To, że mówię do o. Wojtka: ojcze, nie oznacza, że traktuję go jak jakiegoś guru albo czuję się gorsza i głupsza od niego. Nie. Mądrzejsza też nie.
Można mówić "pan" i popadać w pychę. Zresztą nawet to słowo, w odniesieniu do księdza, nie jest czymś uwłaczającym. Nie wiem, jak mam się zwracać do o. Bremera SJ, który od października będzie moim wykładowcą, jak nie "panie doktorze", "proszę pana". I to nie jest złe. Taka poprawność polityczna nikomu nie pomaga. (osoby niewierzące, szczególnie obcokrajowcy, często mówią "pan")

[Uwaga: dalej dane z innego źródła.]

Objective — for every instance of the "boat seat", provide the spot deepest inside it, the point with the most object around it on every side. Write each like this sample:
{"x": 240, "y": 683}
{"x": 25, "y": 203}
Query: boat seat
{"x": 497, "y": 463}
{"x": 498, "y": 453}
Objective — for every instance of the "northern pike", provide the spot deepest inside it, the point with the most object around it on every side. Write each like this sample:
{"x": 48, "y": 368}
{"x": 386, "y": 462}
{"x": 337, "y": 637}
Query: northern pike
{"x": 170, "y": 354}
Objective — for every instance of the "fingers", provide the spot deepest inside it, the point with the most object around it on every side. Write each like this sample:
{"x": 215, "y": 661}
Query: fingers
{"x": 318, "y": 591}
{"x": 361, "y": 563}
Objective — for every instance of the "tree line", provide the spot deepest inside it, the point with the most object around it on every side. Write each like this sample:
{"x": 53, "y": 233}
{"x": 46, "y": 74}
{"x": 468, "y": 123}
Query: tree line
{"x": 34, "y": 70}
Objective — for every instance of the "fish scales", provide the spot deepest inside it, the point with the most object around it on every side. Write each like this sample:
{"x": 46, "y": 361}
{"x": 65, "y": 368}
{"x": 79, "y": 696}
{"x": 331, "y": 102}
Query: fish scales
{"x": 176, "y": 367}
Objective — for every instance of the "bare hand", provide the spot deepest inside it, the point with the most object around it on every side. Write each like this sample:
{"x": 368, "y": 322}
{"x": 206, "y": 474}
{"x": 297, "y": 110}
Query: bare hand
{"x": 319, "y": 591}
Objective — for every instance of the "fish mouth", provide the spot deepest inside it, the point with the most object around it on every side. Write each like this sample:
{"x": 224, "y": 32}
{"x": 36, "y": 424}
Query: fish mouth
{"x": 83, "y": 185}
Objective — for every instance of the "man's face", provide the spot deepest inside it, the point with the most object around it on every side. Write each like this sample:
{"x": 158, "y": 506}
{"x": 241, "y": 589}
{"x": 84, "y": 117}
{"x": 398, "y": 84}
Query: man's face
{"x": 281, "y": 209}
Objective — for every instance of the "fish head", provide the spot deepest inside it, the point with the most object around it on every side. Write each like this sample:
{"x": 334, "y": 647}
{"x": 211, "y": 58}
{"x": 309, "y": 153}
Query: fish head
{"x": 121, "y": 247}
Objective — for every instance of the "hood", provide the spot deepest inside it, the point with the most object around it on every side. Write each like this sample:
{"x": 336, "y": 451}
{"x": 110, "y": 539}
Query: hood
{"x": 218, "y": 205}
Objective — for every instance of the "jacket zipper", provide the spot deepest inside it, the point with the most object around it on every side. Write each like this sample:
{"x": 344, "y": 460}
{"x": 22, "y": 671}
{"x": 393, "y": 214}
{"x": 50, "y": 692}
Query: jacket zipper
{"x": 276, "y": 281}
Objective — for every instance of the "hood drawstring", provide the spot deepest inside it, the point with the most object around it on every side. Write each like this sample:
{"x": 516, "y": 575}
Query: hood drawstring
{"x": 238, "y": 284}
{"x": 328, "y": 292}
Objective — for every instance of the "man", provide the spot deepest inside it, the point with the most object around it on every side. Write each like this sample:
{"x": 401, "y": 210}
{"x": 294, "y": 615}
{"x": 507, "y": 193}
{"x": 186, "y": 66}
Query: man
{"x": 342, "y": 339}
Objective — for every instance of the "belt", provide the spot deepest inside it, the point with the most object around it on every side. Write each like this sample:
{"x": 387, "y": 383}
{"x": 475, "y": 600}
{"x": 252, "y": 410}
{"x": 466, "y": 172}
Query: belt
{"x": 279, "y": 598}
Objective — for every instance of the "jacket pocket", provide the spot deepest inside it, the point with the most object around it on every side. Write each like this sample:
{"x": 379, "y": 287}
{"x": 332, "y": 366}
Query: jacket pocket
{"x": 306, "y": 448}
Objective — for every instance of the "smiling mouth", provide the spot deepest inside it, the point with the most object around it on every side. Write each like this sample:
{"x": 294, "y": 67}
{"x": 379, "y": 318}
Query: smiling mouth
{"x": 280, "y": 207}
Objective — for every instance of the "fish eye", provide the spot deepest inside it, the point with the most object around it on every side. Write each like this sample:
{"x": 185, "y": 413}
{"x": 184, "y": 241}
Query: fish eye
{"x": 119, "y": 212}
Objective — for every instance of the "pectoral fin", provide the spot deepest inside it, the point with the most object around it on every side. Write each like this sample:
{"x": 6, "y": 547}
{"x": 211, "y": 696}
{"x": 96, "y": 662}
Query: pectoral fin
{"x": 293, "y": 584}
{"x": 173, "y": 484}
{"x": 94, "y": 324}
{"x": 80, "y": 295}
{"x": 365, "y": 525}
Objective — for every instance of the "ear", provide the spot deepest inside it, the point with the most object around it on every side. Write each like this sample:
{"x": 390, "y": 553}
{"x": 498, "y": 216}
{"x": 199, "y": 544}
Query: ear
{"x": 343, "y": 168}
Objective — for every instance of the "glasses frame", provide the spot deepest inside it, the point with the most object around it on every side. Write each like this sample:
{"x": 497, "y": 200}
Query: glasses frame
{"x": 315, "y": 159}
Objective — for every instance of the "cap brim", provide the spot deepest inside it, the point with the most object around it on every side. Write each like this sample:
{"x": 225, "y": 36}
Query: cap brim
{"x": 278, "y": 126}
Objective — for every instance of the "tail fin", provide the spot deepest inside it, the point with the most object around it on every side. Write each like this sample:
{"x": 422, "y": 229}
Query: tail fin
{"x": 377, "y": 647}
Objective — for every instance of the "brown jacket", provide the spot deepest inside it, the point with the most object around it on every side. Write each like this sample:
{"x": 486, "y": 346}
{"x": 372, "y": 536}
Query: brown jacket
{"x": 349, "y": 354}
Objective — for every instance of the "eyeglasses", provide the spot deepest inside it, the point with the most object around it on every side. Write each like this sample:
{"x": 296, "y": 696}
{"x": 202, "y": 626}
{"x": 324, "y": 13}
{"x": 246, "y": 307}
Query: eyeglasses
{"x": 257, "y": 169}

To nie słowo "ojcze" wprowadza pychę, ile samo zachowanie kapłana. Są tacy, do których mówię nawet po imieniu - nie przeszkadza nam to, by się szanować i zachowywać pewien dystans, ciągle pamiętając, że "Krzyś to ksiądz".
Nie o nazwy tu chodzi, ile podejście - a każdy ma indywidualne.
Pozdrawiam.
PS. Arku,
masz rację. Z tym, że przyjęło się, iż do scholastyków zwraca się "księże", do braci zakonnych - "bracie", a do kapłanów "ojcze"/"księże".